Saturday, 2 January 2010

Schism.

Prior to the sacking of Rome, the Ebenistas drew up a controversial and divisive doctrine in the last decade of the 22nd century.

So damaging was the drafting of this document that what are here called 'Ebenistas' should more correctly be known as 'neo-Ebenistas' - the ones who reformed post-schism, leaving the rump of the church to practice their religion as prescribed in the old Manifesto of Zagreb, written in 2087.

The Zagreb document summarised and re-asserted the main points in the original Book of Eben: that the Master Fisherman had created the universe whilst in a very deep sleep, and that the fishes red and blue had been derived to negate His cosmic Loneliness, which stretched as far from west to east, and as far from north to south as any being has been ever capable of imagining.

It added some new paragraphs confirming that every new life is a gift from Eben, and stated that the universe can only ever truly be understood in all its majesty by the dreamer who simultaneously intersects a trillion, trillion dreams.

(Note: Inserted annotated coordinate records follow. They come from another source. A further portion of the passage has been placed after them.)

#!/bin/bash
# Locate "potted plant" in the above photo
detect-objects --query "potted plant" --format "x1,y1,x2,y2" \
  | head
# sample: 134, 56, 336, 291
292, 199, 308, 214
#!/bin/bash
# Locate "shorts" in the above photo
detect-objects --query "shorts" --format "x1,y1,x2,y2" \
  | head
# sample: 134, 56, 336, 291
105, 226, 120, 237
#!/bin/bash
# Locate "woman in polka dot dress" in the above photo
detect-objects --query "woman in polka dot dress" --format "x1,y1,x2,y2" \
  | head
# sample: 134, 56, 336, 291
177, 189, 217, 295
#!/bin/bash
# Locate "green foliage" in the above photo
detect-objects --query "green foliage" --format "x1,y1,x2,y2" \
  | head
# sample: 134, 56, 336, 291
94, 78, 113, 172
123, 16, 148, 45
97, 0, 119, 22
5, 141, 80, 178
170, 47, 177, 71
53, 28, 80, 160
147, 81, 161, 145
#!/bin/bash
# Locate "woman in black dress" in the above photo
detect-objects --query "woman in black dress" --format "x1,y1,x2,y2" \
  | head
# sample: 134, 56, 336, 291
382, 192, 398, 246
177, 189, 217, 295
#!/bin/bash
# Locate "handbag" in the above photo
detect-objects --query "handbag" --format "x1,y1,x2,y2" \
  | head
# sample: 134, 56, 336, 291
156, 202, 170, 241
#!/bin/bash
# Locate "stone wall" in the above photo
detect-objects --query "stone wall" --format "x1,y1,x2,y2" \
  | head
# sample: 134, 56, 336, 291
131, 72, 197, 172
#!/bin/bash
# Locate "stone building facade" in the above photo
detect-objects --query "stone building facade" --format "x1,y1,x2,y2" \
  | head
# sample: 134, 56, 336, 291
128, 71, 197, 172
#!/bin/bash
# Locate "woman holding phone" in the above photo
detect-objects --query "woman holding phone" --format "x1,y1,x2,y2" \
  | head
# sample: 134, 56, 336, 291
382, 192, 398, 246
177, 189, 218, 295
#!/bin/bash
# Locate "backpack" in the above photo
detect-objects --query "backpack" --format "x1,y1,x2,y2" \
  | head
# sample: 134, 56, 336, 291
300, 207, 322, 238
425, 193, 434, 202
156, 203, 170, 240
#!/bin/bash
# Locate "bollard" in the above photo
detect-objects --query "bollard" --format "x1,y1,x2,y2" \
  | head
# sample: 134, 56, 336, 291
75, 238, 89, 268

As a demonstration of a progressive religion, the Zagreb notice was a disappointment, and came in for criticism from several un-named higher priests in the e-papers: Zagreb was evidence of a meek, retarded faith which ought to be brought out of its medieval slumber, complained a bitter Portuguese delegate, and an African representative drily observed that, as a historical document, it was incomparable.

An uneasy truce took hold between the traditionalists and modernisers; though the latter group's annual meetings in Bratislava, chaired by Preferential Ninkovic, were increasingly rebellious.

Ninkovic and his like-minded associates felt that their faith was too backward-looking - able to speak with authority about the origins of humanity and the gift of existence, but unable to advise individual humans what to do with that gift.

What they should be doing with it, declared the bearded, well-spoken Ninkovic, is thanking the Master Fisherman for their existence by going out into the streets with the intention of marginalising, and then effacing, the atheists, who were no more than miserable apostates.

A Christian, a Muslim or a Jew might not wake each morning with purple blood flowing through their veins, but at least they recognised a higher power, albeit the wrong one.

The atheists, however, were a different matter. Without the glory of God in their veins, Ninkovic had it, they were no more than zombies living unfulfilled, broken lives.

Meanwhile, in Zagreb, a handful of traditionalists were debating the precise wording of a brief statement which would see their faith bisected, and ultimately lead to the progressives' arrival in Rome.